Given mass number of gold `= 197`, Density of gold `= 19.7 g cm^(-3)`. The radius of the gold atom is approximately:

To find the radius of a gold atom given its mass number and density, we can follow these steps: ### Step-by-Step Solution: 1. **Given Values**: - Mass number of gold (A) = 197 - Density of gold (D) = 19.7 g/cm³ 2. **Convert Mass Number to Mass**: The mass of a single gold atom can be calculated using the mass number.

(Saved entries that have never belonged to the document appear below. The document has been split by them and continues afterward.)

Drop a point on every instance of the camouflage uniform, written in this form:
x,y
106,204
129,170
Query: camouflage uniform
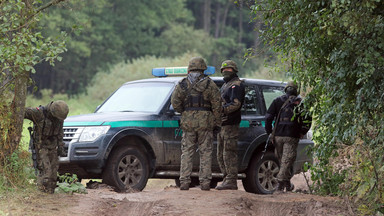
x,y
198,100
47,141
232,97
291,126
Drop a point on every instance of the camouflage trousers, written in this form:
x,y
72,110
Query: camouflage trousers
x,y
47,164
227,151
188,143
286,151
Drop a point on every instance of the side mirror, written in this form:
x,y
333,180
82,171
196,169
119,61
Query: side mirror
x,y
97,108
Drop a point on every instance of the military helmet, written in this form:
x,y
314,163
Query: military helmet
x,y
229,64
197,63
59,109
291,85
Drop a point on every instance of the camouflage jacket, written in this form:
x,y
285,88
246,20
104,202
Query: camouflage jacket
x,y
47,131
232,97
199,104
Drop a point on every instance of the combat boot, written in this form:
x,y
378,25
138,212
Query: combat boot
x,y
280,187
184,186
228,185
205,186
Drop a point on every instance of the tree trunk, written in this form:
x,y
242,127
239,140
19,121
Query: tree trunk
x,y
256,41
225,18
17,114
240,22
207,16
217,20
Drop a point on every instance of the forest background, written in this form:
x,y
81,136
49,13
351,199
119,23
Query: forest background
x,y
81,51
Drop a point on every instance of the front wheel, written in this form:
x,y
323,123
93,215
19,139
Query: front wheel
x,y
261,174
127,167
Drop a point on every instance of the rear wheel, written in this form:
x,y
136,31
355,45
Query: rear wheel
x,y
127,167
261,174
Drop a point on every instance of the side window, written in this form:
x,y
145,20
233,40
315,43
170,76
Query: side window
x,y
251,102
270,93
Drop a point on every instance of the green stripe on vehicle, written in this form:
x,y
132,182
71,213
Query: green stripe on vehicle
x,y
135,124
244,123
170,124
72,124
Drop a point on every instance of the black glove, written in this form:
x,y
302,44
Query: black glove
x,y
271,140
61,151
216,130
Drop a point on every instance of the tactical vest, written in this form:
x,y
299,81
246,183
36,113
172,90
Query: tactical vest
x,y
287,115
49,127
194,99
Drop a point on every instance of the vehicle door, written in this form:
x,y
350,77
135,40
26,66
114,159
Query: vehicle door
x,y
171,134
252,119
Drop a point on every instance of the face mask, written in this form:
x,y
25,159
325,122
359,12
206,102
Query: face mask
x,y
228,75
193,76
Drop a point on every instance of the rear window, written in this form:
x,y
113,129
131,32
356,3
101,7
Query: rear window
x,y
270,93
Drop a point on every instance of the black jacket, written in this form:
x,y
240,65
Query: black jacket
x,y
295,127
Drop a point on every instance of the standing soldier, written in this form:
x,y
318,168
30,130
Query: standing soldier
x,y
232,97
290,126
197,98
47,141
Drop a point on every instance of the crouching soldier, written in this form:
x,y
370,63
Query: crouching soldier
x,y
47,141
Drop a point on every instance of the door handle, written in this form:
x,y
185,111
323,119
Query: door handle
x,y
255,123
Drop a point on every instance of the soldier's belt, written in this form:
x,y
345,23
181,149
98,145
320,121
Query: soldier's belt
x,y
198,108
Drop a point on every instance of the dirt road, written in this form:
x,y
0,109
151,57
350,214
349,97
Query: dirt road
x,y
162,197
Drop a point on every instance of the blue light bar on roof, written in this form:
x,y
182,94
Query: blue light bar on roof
x,y
178,71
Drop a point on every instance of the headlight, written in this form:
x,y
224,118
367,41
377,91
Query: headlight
x,y
310,135
90,134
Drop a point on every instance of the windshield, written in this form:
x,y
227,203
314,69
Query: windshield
x,y
270,93
137,97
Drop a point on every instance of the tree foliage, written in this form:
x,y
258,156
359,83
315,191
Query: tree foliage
x,y
335,50
21,47
107,32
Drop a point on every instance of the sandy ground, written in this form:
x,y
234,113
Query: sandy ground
x,y
162,197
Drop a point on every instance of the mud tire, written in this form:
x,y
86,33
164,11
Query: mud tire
x,y
126,166
261,174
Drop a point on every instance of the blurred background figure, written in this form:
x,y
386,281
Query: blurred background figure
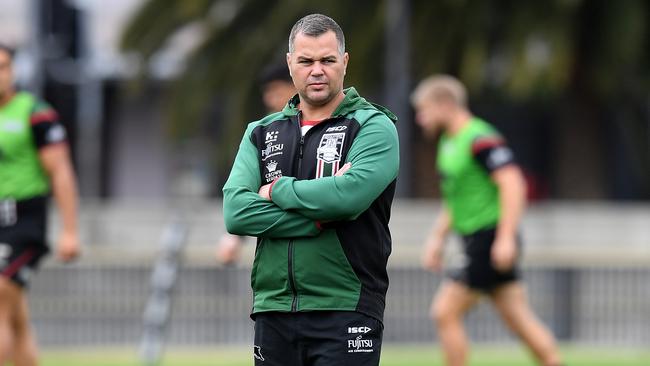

The mass of one atom in grams can be found using the formula: \[ m = A \times 1.66 \times 10^{-27} \text{ kg} \] Since we need the mass in grams, we convert kilograms to grams: \[ m = 197 \times 1.66 \times 10^{-27} \text{ kg} \times 1000 \text{ g/kg} = 3.27 \times 10^{-25} \text{ g} \] 3. **Density Formula**: The density (D) is defined as mass (m) divided by volume (V): \[ D = \frac{m}{V} \] Rearranging this gives us: \[ V = \frac{m}{D} \] 4. **Volume of a Sphere**: The volume of a sphere (which we can approximate for the atom) is given by: \[ V = \frac{4}{3} \pi r^3 \] Setting the two expressions for volume equal gives: \[ \frac{4}{3} \pi r^3 = \frac{m}{D} \] 5. **Solve for Radius**: Rearranging for \( r^3 \): \[ r^3 = \frac{3m}{4\pi D} \] Now substituting the values we have: \[ r^3 = \frac{3 \times (3.27 \times 10^{-25} \text{ g})}{4\pi \times (19.7 \text{ g/cm}^3)} \] 6. **Calculate \( r^3 \)**: First, calculate the denominator: \[ 4\pi \times 19.7 \approx 247.5 \text{ g/cm}^3 \] Now substituting this into the equation: \[ r^3 = \frac{3 \times 3.27 \times 10^{-25}}{247.5} \approx 3.97 \times 10^{-27} \text{ cm}^3 \] 7. **Finding the Radius**: To find \( r \), take the cube root: \[ r \approx \sqrt[3]{3.97 \times 10^{-27}} \approx 1.56 \times 10^{-9} \text{ cm} = 1.56 \text{ Å} \] ### Final Answer: The radius of the gold atom is approximately \( 1.56 \text{ Å} \).